In this tightly-controlled society, the government also prohibits discussion of sensitive racial issues and closely regulates public speech. Chee Soon Juan of the opposition Singapore Democratic Party served jail terms of 7 and 12 days in 1999 for violating the Public Entertainment Act by making a pair of speeches without licenses in December 1998 and January 1999. Chee opted to serve the sentences rather than pay fines, and alleged that on previous occasions authorities had denied or delayed granting licenses until it was too late to make arrangements to speak. In September 2000, the government inaugurated a "Speakers' Corner" in a downtown park, where Singaporeans can make public speeches without a license after registering with the police.

Under the Societies Act, the government has denied registration to groups it considers to be a threat to public order, although in 1999 it permitted opposition leaders Chee and Jeyaretnam to establish Singapore's first politically oriented nongovernmental organization, the nonpartisan Open Singapore Center. The act requires most organizations of more than ten people to be registered and restricts political activity to political parties. Despite this latter restriction, the PAP has close ties with ostensibly nonpolitical associations such as neighborhood groups, while authorities generally prevent opposition parties from forming similar groups. Freedom of assembly is restricted by regulations requiring police to approve any public assembly of more than five people.

While the government released its last political detainee held under the colonial-era Internal Security Act in 1989, it still uses the act to detain suspects in espionage and other cases. The act permits authorities to detain suspects without charge or trial for an unlimited number of two-year periods. The government also actively uses two other laws that permit detention without trial: one to detain people for alleged narcotics offenses or involvement in secret societies, the other to commit drug abusers to rehabilitation centers. A 1989 constitutional amendment prohibits judicial review of the substantive grounds of detentions under the ISA and antisubversion laws, and bars the judiciary from reviewing the constitutionality of such laws. ISA defendants also lack the right to a public trial.

While courts have imposed prison sentences on officers convicted of abusing detainees, police reportedly occasionally commit such abuses. Authorities use caning to punish approximately 30 offenses, including certain immigration violations.

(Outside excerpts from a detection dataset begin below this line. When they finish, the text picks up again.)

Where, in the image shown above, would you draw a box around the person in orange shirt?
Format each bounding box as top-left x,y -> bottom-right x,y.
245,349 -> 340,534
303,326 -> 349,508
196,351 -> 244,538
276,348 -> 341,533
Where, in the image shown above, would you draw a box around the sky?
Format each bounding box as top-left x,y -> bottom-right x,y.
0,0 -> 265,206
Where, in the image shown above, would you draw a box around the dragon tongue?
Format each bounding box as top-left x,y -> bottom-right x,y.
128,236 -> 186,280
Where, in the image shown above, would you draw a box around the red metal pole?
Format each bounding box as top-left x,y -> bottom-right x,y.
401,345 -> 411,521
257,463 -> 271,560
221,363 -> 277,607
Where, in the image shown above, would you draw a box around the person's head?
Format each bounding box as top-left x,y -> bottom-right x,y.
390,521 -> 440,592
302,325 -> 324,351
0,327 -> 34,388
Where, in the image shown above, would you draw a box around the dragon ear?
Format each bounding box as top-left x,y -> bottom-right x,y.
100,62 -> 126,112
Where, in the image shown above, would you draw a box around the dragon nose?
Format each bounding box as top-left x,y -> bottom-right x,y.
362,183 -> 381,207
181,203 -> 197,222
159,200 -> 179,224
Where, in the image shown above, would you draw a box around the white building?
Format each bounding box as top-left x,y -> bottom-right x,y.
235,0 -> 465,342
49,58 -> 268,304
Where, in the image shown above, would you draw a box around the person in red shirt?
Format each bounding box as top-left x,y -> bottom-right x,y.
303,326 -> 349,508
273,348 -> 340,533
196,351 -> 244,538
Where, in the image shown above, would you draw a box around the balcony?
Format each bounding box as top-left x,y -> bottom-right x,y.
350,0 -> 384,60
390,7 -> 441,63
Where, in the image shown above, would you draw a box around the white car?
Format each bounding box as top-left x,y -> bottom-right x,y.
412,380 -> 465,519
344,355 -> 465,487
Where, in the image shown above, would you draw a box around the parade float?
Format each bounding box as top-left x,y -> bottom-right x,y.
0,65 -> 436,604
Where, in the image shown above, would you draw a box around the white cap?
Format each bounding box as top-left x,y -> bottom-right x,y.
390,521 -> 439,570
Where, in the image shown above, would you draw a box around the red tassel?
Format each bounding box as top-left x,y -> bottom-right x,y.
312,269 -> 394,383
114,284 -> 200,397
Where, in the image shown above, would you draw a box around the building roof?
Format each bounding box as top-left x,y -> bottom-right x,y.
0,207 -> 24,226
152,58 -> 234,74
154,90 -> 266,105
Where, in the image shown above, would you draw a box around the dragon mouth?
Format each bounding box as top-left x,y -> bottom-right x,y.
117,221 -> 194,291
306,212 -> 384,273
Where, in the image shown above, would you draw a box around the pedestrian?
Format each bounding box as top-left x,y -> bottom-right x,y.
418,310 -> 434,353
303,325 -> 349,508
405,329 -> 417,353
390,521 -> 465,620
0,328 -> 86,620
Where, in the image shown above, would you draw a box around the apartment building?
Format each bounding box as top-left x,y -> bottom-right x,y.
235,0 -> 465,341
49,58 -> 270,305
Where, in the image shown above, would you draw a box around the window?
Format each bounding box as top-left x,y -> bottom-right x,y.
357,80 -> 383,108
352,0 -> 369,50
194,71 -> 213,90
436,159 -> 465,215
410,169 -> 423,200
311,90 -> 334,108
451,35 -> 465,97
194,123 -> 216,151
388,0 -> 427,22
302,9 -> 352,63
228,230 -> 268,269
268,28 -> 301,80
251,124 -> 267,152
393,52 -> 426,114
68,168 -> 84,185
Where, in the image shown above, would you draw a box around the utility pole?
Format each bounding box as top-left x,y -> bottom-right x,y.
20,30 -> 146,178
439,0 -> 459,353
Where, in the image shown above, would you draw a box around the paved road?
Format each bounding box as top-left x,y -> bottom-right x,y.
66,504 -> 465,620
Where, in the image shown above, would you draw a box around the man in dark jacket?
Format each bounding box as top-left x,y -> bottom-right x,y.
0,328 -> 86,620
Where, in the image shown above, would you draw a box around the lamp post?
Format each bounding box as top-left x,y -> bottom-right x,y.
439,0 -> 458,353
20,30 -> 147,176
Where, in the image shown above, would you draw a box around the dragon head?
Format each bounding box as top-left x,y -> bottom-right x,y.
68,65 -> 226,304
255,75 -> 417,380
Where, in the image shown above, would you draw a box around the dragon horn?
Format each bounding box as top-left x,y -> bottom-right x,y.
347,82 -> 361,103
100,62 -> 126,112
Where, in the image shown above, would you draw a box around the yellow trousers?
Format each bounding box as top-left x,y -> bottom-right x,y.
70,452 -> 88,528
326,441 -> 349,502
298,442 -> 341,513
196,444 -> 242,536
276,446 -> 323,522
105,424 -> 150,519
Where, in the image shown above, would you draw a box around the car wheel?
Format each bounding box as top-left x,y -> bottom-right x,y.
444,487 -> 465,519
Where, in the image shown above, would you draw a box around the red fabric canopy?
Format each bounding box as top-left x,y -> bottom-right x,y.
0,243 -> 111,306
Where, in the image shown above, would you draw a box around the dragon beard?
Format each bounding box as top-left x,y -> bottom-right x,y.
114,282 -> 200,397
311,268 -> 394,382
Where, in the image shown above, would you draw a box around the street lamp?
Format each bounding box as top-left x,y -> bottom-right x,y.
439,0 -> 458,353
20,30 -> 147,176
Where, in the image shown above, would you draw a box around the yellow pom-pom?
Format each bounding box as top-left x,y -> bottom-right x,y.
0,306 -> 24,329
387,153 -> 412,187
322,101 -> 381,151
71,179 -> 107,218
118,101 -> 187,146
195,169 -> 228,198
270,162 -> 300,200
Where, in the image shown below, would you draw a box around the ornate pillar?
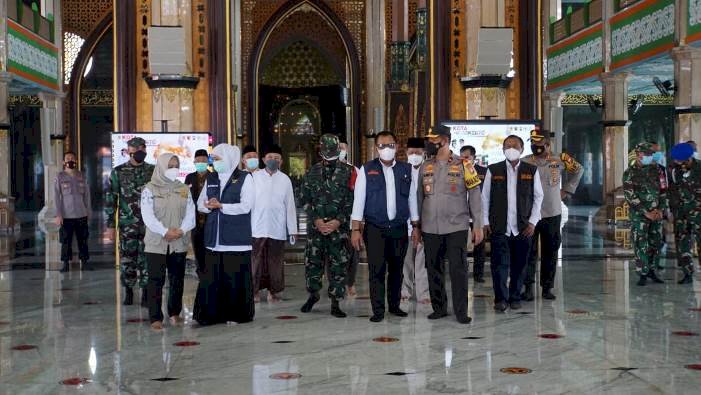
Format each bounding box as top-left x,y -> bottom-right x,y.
599,72 -> 630,197
672,46 -> 701,143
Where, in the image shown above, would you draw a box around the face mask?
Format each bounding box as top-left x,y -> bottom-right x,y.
213,160 -> 229,173
531,144 -> 545,155
163,167 -> 180,181
195,163 -> 207,173
504,148 -> 521,162
131,151 -> 146,163
265,159 -> 280,172
379,148 -> 397,162
246,158 -> 258,170
409,154 -> 424,166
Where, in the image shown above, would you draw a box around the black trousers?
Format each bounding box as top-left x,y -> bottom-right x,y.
146,252 -> 187,322
193,250 -> 255,325
423,230 -> 468,317
363,223 -> 409,315
59,217 -> 90,262
190,226 -> 207,274
490,233 -> 531,303
524,215 -> 562,290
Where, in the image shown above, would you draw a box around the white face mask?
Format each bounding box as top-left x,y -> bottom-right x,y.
380,148 -> 397,162
164,167 -> 180,181
408,154 -> 424,166
504,148 -> 521,161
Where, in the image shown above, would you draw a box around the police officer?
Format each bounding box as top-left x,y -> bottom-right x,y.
623,143 -> 667,286
351,131 -> 419,322
105,137 -> 155,305
412,125 -> 482,324
521,130 -> 584,302
300,134 -> 356,318
54,152 -> 92,273
669,143 -> 701,284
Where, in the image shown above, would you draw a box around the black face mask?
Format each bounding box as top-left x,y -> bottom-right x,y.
531,144 -> 545,155
131,151 -> 146,163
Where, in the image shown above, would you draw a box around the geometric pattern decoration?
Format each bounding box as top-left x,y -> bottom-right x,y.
610,0 -> 675,69
260,41 -> 345,88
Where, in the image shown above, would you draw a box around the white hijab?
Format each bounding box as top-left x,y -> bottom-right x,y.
212,144 -> 241,183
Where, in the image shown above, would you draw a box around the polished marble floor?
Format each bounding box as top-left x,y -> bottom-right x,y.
0,210 -> 701,394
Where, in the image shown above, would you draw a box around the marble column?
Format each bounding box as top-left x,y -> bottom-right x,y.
599,72 -> 630,196
672,46 -> 701,143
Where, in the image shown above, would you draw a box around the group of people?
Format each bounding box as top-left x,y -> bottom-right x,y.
623,141 -> 701,286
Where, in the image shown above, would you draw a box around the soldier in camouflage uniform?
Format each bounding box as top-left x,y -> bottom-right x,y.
623,143 -> 667,286
301,134 -> 355,318
105,137 -> 154,305
669,143 -> 701,284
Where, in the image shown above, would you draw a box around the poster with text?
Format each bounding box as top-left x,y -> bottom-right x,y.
444,121 -> 538,166
112,132 -> 209,181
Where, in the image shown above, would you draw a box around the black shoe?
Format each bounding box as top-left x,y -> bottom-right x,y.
543,288 -> 556,300
301,292 -> 319,313
677,273 -> 694,284
331,299 -> 347,318
647,270 -> 664,284
370,314 -> 385,322
124,287 -> 134,306
389,307 -> 409,317
427,311 -> 448,320
521,284 -> 535,302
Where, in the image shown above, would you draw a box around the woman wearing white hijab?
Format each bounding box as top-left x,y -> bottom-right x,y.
141,154 -> 195,330
194,144 -> 256,325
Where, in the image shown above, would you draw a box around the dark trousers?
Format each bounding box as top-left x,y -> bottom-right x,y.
193,250 -> 255,325
146,252 -> 187,322
423,230 -> 468,317
363,223 -> 409,315
59,217 -> 90,262
190,226 -> 207,275
524,215 -> 562,290
490,233 -> 531,303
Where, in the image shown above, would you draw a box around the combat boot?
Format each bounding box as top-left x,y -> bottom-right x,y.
301,292 -> 319,313
331,298 -> 346,318
124,287 -> 134,306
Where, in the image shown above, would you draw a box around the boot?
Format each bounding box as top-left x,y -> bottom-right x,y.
301,292 -> 319,313
647,270 -> 664,284
124,287 -> 134,306
638,274 -> 647,287
331,298 -> 346,318
677,273 -> 693,284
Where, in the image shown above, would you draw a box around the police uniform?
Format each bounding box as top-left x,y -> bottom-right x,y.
417,126 -> 482,323
522,130 -> 584,301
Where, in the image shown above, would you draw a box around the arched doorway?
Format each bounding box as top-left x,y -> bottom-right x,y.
248,0 -> 360,172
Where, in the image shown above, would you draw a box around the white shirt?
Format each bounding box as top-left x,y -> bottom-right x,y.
482,161 -> 543,236
141,188 -> 195,237
351,161 -> 419,221
197,174 -> 256,252
251,170 -> 297,240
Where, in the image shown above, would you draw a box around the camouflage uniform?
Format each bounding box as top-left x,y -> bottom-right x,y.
669,160 -> 701,274
301,135 -> 355,300
105,138 -> 154,288
623,143 -> 667,276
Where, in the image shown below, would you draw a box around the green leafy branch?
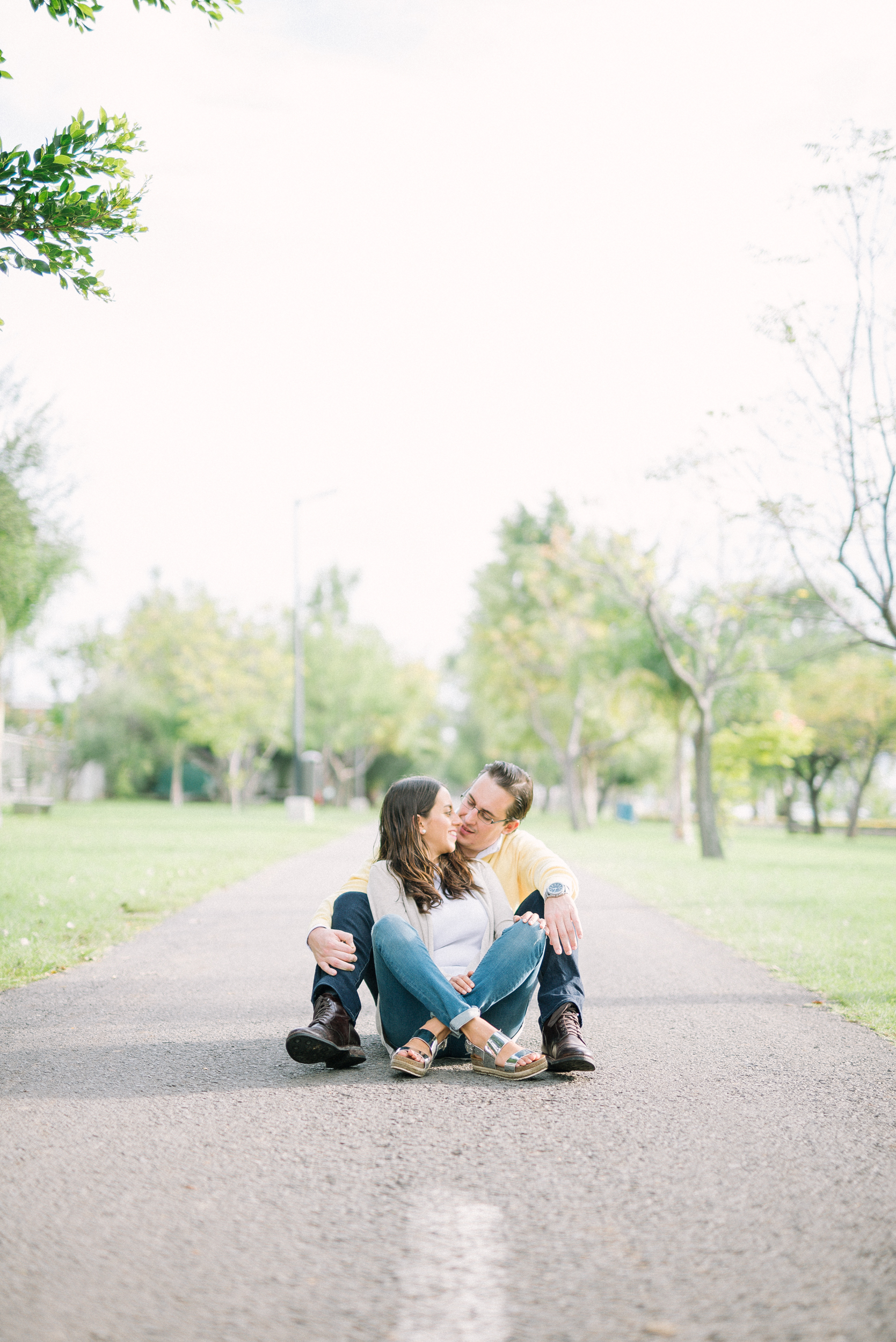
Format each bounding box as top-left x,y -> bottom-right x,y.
28,0 -> 243,32
0,0 -> 243,79
0,111 -> 148,319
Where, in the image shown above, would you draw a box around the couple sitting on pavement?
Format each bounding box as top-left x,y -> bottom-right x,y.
286,761 -> 594,1081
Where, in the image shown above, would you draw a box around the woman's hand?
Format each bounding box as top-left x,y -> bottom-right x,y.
514,914 -> 547,931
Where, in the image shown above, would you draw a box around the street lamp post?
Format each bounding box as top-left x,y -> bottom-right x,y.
293,490 -> 336,797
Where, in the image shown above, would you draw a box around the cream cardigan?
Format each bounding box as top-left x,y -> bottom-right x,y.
368,862 -> 514,1055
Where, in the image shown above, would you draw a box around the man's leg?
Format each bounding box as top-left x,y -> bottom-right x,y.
516,890 -> 595,1073
311,890 -> 377,1022
286,890 -> 377,1067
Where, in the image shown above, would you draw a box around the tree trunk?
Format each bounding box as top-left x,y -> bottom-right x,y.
227,746 -> 243,811
672,727 -> 694,843
167,741 -> 184,807
563,756 -> 582,829
694,709 -> 724,858
0,660 -> 6,826
847,743 -> 877,839
582,762 -> 597,829
809,773 -> 828,835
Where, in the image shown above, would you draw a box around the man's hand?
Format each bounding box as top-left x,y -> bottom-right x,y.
309,928 -> 358,990
544,895 -> 582,956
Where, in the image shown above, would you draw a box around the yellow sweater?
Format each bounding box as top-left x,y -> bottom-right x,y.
311,827 -> 578,928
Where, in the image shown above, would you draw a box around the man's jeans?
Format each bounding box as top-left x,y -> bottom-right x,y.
311,890 -> 585,1027
373,914 -> 547,1057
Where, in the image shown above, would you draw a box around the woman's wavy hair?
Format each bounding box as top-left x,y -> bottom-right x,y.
380,776 -> 479,914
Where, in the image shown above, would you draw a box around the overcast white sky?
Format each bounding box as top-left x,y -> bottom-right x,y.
0,0 -> 896,692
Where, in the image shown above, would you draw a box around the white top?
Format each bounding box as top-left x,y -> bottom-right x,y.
427,877 -> 488,979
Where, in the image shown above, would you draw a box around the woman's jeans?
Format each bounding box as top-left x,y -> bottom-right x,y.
373,914 -> 547,1057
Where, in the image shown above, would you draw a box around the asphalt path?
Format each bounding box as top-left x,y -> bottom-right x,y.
0,828 -> 896,1342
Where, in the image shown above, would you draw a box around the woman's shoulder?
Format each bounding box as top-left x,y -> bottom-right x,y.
469,858 -> 503,893
368,859 -> 404,918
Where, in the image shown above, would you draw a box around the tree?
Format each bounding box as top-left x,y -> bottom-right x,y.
0,0 -> 242,317
712,709 -> 821,834
304,568 -> 443,804
794,651 -> 896,839
174,595 -> 293,809
761,126 -> 896,651
467,497 -> 651,828
0,107 -> 146,325
0,386 -> 78,816
593,536 -> 794,858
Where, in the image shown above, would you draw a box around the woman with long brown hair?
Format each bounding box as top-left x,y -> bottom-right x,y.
368,777 -> 547,1081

The government generally respects freedom of religion, but continues to ban the Jehovah's Witnesses under the Societies Act on the grounds that its members refuse to perform military service. According to Amnesty International, at least 36 Jehovah's Witnesses were in prison in 1998 for conscientious objection to military service. The government also continued to bar meetings of Jehovah's Witnesses and of the Unification Church. Race riots between Malays and the majority Chinese killed scores of people in the 1960s, and the government takes measures to promote racial harmony and equity. However, Malays have not achieved the socioeconomic levels of the rest of the population and reportedly face unofficial discrimination in employment opportunities. The government has initiated programs to boost educational achievement among Malay students. Women are active in the professions but are underrepresented in government and politics.

Most unions are affiliated with the pro-government National Trade Unions Congress. The law prevents uniformed employees from unionizing. There have been no strikes since 1986, in part because labor shortages give employees considerable leverage. The labor shortages reflect the PAP's success in fostering Singapore's transformation from a low-wage economy to a regional high-technology and financial center.